Current Price – $11.72
Buyout Price – $11.44+CVR (valued at $0.84-$1.00)
Upside – 200% (relative to residual CVR price) or 6% (relative to full stock price)
Expiration Date – Q4 2017
This merger arbitrage transaction was suggested by Jesse.
Newstar Financial is being acquired by First Eagle/Blackstone for $11.44 in cash + contingent value right. CVRs will likely have value only if the transaction closes in 2017 due to the new tax bill (more on this below).
CVRs represent the right to receive the net tax refunds that are expected to be received by NewStar following the closing as a result of tax losses generated primarily by this merger (i.e. tax loss carryback to to prior years offsetting taxes for those years). Management estimates that these tax refunds will total approximately $1.00 per contingent value right if the transaction closes in 2017, or $0.84 per contingent value right if the transaction closes in 2018.
NEWS shareholder meeting has been set for 21st of Dec, which still leaves some time for the transaction to close in 2017. Insiders and their related entities own close to 30% of NEWS stock, suggesting that shareholders are very likely to approve the deal.
As the risk of merger not going through is minimal and $11.44 will be distributed shortly, one is in effect acquiring CVR at $0.28 with the expectation of receiving $1.00 over the next three years.
There is uncertainty regarding the timing of CVR payments:
- Company expects to file tax refund claims in Q3 2018 and receive refunds from the tax authorities promptly. However, these refunds will still be subject to approval by Congressional Joint Committee on Taxation (JCT) and IRS audit, and therefore could still be claimed back;
- Upon receipt of these refunds 30% will be distributed in Q4 2018 to CVR holders;
- The remainder 70% will be put in escrow, pending JCT and IRS approval;
- 60% of the refund will be distributed upon JCT approval – timing Q2 2019 – Q3 2021;
- 10% will be distributed upon completion of IRS audit or the expiration of the statue of limitation - timing Q2 2019 – Q3 2021.
- Additionally, escrowed amount will accumulate interest, so eventual payouts might end up slightly larger.
Assuming merger closure in 2017, we have a situation where investment of $0.28 is expected to result in $0.3 payout in Q4 2018 and then a further $0.7 payout some time between Q2 2019 and Q3 2021. Even if JCT eventually does not approve full refund, the initial payout is unlikely to be claimed back, which reduces the risk of any capital loss from this trade.

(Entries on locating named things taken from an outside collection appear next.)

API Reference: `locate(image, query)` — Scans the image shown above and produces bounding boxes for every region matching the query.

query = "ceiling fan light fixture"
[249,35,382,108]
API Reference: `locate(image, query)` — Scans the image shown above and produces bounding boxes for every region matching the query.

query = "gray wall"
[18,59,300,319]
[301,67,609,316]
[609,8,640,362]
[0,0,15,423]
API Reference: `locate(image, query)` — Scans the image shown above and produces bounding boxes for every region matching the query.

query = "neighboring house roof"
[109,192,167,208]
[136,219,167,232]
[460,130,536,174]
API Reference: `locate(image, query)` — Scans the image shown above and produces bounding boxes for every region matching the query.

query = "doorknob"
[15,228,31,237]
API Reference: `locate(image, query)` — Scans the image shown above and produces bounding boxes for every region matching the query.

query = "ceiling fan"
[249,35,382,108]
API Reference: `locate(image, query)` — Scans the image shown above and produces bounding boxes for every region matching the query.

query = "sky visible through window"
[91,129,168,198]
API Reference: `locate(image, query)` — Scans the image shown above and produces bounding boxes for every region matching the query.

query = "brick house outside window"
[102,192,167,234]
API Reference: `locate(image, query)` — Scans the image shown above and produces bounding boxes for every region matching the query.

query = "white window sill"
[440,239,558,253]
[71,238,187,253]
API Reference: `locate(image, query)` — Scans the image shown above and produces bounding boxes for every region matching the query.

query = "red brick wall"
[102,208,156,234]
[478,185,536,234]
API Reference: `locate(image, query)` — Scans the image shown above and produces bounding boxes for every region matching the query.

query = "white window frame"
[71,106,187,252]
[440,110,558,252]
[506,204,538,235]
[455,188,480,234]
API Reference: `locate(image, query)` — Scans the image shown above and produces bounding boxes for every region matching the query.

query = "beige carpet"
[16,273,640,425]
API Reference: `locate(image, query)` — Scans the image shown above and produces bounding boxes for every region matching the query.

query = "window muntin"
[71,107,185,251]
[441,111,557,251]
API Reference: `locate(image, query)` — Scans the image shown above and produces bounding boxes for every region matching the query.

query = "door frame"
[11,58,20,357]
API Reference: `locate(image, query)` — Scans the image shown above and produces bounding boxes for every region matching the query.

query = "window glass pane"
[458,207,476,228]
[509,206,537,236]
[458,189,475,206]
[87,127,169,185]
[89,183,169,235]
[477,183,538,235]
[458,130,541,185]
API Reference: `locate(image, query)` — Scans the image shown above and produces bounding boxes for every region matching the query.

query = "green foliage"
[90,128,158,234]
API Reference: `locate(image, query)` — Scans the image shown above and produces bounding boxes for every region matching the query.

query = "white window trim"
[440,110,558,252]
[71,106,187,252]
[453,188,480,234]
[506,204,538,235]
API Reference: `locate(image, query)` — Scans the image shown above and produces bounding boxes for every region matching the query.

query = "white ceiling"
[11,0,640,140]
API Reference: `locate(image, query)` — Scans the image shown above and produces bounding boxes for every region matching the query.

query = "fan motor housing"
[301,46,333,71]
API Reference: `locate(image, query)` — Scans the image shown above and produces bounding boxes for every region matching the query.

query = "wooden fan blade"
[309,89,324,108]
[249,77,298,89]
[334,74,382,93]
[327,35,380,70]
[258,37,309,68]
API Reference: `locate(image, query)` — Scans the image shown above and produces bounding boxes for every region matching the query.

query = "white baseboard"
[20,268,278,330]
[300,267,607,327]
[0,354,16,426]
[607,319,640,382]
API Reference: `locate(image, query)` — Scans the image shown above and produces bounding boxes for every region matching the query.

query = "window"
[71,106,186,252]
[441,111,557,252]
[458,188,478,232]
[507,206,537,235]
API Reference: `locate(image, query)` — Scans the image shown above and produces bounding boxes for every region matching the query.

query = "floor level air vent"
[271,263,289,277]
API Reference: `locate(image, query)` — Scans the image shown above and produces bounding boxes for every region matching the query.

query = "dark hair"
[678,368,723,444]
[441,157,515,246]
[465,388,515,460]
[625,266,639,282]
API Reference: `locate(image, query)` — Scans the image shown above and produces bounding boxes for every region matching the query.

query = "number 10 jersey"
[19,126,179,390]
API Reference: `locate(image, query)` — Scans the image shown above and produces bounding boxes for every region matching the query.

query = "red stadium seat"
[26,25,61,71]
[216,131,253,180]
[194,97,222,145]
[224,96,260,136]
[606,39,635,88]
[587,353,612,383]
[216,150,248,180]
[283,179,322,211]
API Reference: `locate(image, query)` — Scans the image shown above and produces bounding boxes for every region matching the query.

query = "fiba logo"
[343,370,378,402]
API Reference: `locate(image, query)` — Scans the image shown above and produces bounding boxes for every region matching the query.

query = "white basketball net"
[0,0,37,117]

And now let’s address the elephant in the room - there is a risk that CVRs do not pay out anything at all (from proxy):
“On November 2, 2017 and November 9, 2017, respectively, the House Ways and Means Committee and the Senate Committee on Finance each introduced tax reform legislation under the Tax Cuts and Jobs Act, which we refer to as the “Tax Bill”. The Tax Bill, if enacted under either version, would eliminate the ability to carryback net operating losses, which we refer to as “NOLs” arising in tax years beginning after 2017, subject to limited exceptions not relevant to the contingent value rights. As a result, if the Tax Bill were enacted under either version and the transactions contemplated by the asset purchase agreement were to close in 2018, NewStar would not be able to carryback the losses generated in connection with the closing of the asset sale, and as such, holders of the contingent value rights would not be entitled to any payments thereunder“.
With shareholder meeting set for Dec 21st, there will be only a few days left to complete this merger and asset sale. NEWS insiders and their related entities own close to 30% of the stock and therefore are clearly incentivized to finish this before the New Years clock. The acquirer (First Eagle) is majority owned by Corsair, which is 9% shareholder in NEWS. So it seems that both sides should be interested in closing this deal promptly.